The hard part is over—you have taken the time and effort to put together a Texas estate plan that works for you and your loved ones. Great job! But there are still important things to get organized that will help down the line beyond your paperwork. Increasingly, individuals are spreading out their assets and other accounts and this diversified trend can cause a lot of guesswork and even missed money for your loved ones upon your passing.
Here’s a look at three things you should do after you make a will…
- Passwords and other accounts: You likely have a big digital presence and without the passwords or added access to your accounts, your beneficiaries are going to have a tough time accessing everything from your money to social media pages. Put together a comprehensive list of all your accounts as well as their corresponding passwords—and of course keep this confidential, secure and up to date. Your list of accounts should include everything from emails to retirement accounts and everything in between. For a lot of your accounts, you can add another contact to the account (i.e. a bank account) which makes taking it over and access much easier.
- Funeral instructions and plans: Buried or cremated? Ceremony or nothing? Putting together your funeral plans and desires can save a lot of guesswork for others down the line. It can also help avoid fights between family members and friends that have competing visions for celebrating your life. Some go as far as picking and paying for a burial plot which also helps ensure that no money is coming out of the estate to cover this part of the process.
- Conversations: Your will and ultimate wishes should not be a surprise to the people around you and these conversations do not need to be sad, just informative. Have the important conversations now with the people that will take on important things in your life, especially if it involves minor children and important medical decisions. Give copies of your will and other important pieces of information as well as have conversations about your wishes and various bequeaths.

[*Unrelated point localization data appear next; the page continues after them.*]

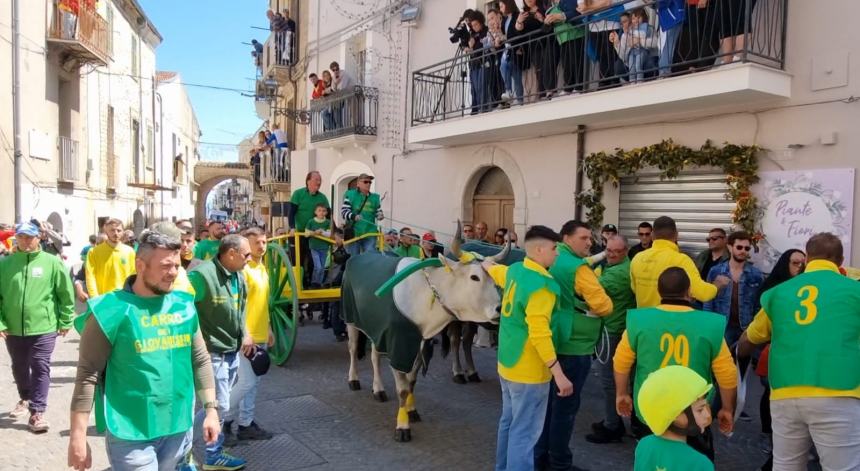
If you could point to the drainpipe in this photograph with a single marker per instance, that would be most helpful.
(580, 158)
(16, 108)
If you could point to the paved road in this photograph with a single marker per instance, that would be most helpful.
(321, 425)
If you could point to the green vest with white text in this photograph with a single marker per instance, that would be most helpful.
(520, 283)
(149, 384)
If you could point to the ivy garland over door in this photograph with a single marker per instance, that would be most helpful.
(739, 162)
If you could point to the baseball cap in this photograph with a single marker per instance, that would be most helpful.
(260, 361)
(27, 228)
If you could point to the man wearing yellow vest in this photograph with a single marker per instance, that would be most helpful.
(527, 359)
(577, 325)
(244, 393)
(646, 268)
(110, 263)
(142, 358)
(813, 324)
(673, 333)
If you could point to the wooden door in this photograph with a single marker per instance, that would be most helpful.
(495, 211)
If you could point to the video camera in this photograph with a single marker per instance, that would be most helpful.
(461, 33)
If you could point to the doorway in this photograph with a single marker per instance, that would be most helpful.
(493, 201)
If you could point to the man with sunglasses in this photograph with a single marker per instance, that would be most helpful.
(220, 297)
(738, 282)
(361, 209)
(715, 253)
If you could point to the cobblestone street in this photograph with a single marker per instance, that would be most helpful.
(321, 425)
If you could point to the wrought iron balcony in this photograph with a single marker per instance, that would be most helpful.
(344, 114)
(81, 34)
(601, 68)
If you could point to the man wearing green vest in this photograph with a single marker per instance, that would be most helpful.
(527, 359)
(220, 298)
(207, 249)
(673, 333)
(813, 324)
(408, 245)
(615, 279)
(576, 328)
(303, 204)
(142, 356)
(361, 209)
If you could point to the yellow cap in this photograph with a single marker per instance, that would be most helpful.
(666, 393)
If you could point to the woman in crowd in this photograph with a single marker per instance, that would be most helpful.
(789, 265)
(511, 62)
(529, 21)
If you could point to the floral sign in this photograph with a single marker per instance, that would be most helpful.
(795, 205)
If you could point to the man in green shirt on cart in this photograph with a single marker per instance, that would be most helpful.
(361, 209)
(207, 249)
(615, 279)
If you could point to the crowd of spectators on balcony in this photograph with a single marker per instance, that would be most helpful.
(284, 29)
(550, 47)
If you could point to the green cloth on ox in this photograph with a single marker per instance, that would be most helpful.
(378, 317)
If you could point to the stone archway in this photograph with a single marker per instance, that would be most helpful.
(486, 158)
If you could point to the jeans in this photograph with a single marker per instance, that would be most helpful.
(512, 76)
(166, 453)
(243, 396)
(361, 246)
(31, 367)
(523, 409)
(553, 448)
(226, 369)
(479, 92)
(319, 257)
(667, 54)
(607, 379)
(828, 422)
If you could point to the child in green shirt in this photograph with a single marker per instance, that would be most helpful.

Estate is not a one-time process and your estate is not limited to the legal papers you put together. If there is something of importance, it should be accounted for and discussed and of course any time there are changes made, be sure to update the people around you. Working with an experienced Texas estate planning lawyer can help you put together the best plan for you and your estate and also make sure that the extra details like account passwords are also organized and passed along.